Flood Ahead

20 September 2021


Cogito Ergo Non Serviam

Putin's Party Wins Shady Russian Election


The United Russia Party is the faction of Vladimir Putin. In this weekend's election, it won a majority of the seats in the Duma. This is no surprise. The media environment, the state's repression of dissent, and fraudulent votes all weighed heavily against this being a free and fair election. United Russia took almost a majority of the popular vote, which will translate into more than 2/3 of the 450 seats. The Communists came second, and despite supporting Mr. Putin's agenda, they are alleging widespread cheating including ballot-box stuffing. No foreign observers from the Organization for Security and Cooperation in Europe were present, the first time sine 1993. Russia will stumble forward unchanged.

The media environment is the foundation of Mr. Putin's hold on the Russian people. The state-run media like Rossiya and Channel One provide the government's line with all the subtlety of the old Soviet propaganda machine. Those outlets enjoy the support of private news agencies like REN TV, which broadcast the very same perspectives and allegations. That would not be enough, however, to do Mr. Putin's dirty work if there were significant free, open opposition outlets. They are fewer and fewer. TV Rain, for instance, has about 2.3 million viewers. That is not much in a nation of 170 million.

The key to Mr. Putin's success here is the foreign agent law passed in 2012. Historian and author Ilya Yablokov wrote in the New York Times this morning, "Through the 'foreign agent law,' introduced in 2012 and initially aimed at foreign-funded media such as Voice of America and Radio Free Europe, the Kremlin has been able to decimate the ranks of independent media. Six outlets were given the designation this year, along with 19 journalists. For the smaller publications, it was the end. Bigger outlets, including Meduza, are scrapping for survival."

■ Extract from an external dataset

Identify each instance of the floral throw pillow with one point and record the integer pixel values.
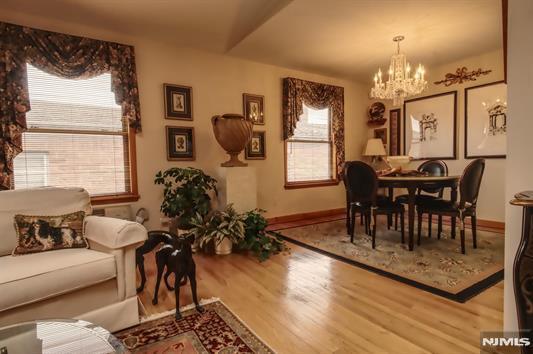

That use of state power extends to preventing opposition leaders and their voters from getting access to the ballot and prevents them from holding rallies and demonstrations. Alexei Navalny, who is the main opposition leader these days, is in prison having survived an assassination attempt by Russian security services. Others have not been allowed to run for office. The Kremlin even took a voting app off the Apple and Google app stores. The app would have helped voters determine how best to vote tactically to prevent United Russia from winning seats.

Mr. Putin will get away with this again, like he has since he came to power. However, he is creating hostilities that may come back to bite him. The Washington Post reported, "Police cordoned off Pushkin Square in central Moscow after Communist Party chief Gennady Zyuganov called for protests to 'defend the election' Moscow Mayor Sergei Sobyanin denied Communist Party applications to stage protests Monday, Tuesday or Friday."

"We do not recognize the online voting information from Moscow now, and we will not do so in the future," deputy chairman of the Communist Party's Central Committee, Dmitry Novikov, told a news conference Monday. "The party saw the picture change after the online voting results were added."

This journal has no time for Russia's Communists, but when an authoritarian party allied with Mr. Putin calls him out, one cannot help but wonder what effect this will have in the long run.

Thanks to tinkering with the Russian constitution, Mr. Putin can hold office into 2036. Mr. Putin will almost certainly manage that given his control of the nation. However, he will be 84 by then and will need to have groomed a successor. That is one thing that dictators do not like to do because they become expendable.

He is Russia's answer to France's Louis XV, who said "apres moi, le deluge." After Mr. Putin, Russia will be lucky if what follows is only a flood.